Tanto os “superidosos” quanto o grupo de controle apresentaram sinais mínimos de presença da doença de Alzheimer em seus cérebros, o que é importante para descartar uma influência do diagnóstico nas variações, explica Bryan Strange, professor de Neurociência Clínica da Universidade Politécnica de Madri, na Espanha, que liderou os estudos:
“Ao termos dois grupos com baixos níveis de marcadores de Alzheimer, mas com diferenças cognitivas e cerebrais marcantes, estamos realmente falando de uma resistência ao declínio relacionado à idade.”
Essas descobertas são respaldadas pela pesquisa de Rogalski, realizada inicialmente quando ela estava na Universidade Northwestern, nos EUA, que mostrou que os cérebros dos “superidosos” se pareciam mais com os cérebros de pessoas de 50 ou de 60 anos do que com os de seus pares de 80 anos. Além disso, quando acompanhados por vários anos, os cérebros dos “superidosos” se atrofiaram em um ritmo mais lento.
Não há números precisos sobre quantos “superidosos” existem na população geral, mas a Rogalski acredita que eles sejam “relativamente raros”, observando que “muito menos de 10%” das pessoas que ela atende preenchem os critérios.
Mas, quando você conhece um “superidoso”, é fácil reconhecê-lo, diz Strange: “São pessoas realmente muito enérgicas, você consegue ver. Indivíduos idosos, mas motivados e com muita disposição”.
Os especialistas não sabem como alguém se torna um “superidoso”, embora tenham notado algumas diferenças nos comportamentos de saúde e estilo de vida entre os dois grupos no estudo espanhol.
Mais especificamente, os “superidosos” tinham uma saúde mental e física ligeiramente melhor, incluindo em termos de pressão arterial e de metabolismo da glicose, e tiveram um desempenho superior num teste de mobilidade. Os “superidosos” não relataram fazer mais exercícios em sua idade atual, porém eram mais ativos durante a meia-idade.

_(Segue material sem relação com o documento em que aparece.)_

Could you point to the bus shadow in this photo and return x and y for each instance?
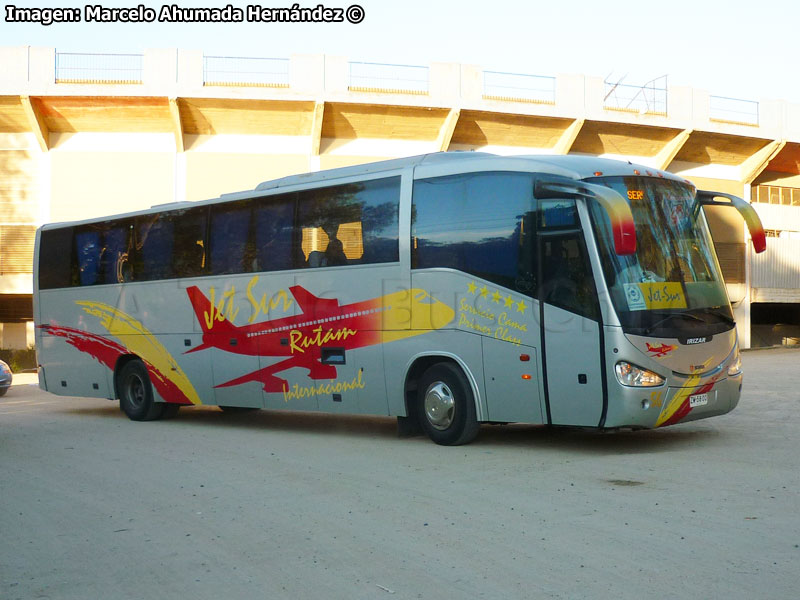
(512, 436)
(593, 442)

Mas, de modo geral, Strange afirma que havia muitas semelhanças entre os “superidosos” e os idosos comuns. “Há muitas coisas que não são particularmente impressionantes sobre eles. Vemos algumas ausências surpreendentes, coisas que você esperaria que fossem associadas aos “superidosos”, mas que na verdade não estavam lá”, cita.
Por exemplo, não houve diferenças entre os grupos em termos de dieta, quantidade de sono que dormiam, histórico profissional ou uso de álcool e tabaco.
Os comportamentos de alguns dos “superidosos” de Chicago também foram uma surpresa. Alguns se exercitavam regularmente, mas outros nunca haviam se exercitado; alguns seguiam uma dieta mediterrânea, outros se alimentavam de jantares assistindo à TV; e alguns deles ainda fumavam cigarros. No entanto, algo consistente entre os “superidosos” era o fato de que eles tendiam a ter relacionamentos sociais sólidos, diz Rogalski.
“Em um mundo ideal, descobriríamos que todos os super-idosos comiam seis tomates todos os dias e que esse era o segredo”, brinca Tessa Harrison, cientista assistente de projetos da Universidade da Califórnia, em Berkeley, nos EUA, que colaborou com Rogalski no primeiro estudo sobre “superidosos” de Chicago.
Em vez disso, continuou Harrison, os “superidosos” provavelmente têm “algum tipo de predisposição à sorte ou algum mecanismo de resistência no cérebro em nível molecular que ainda não compreendemos”, possivelmente relacionado a seus genes.
Embora não exista uma receita para se tornar um “superidoso”, os cientistas sabem que, em geral, comer de forma saudável, manter-se fisicamente ativo, dormir o suficiente e manter conexões sociais são hábitos importantes para o envelhecimento saudável do cérebro.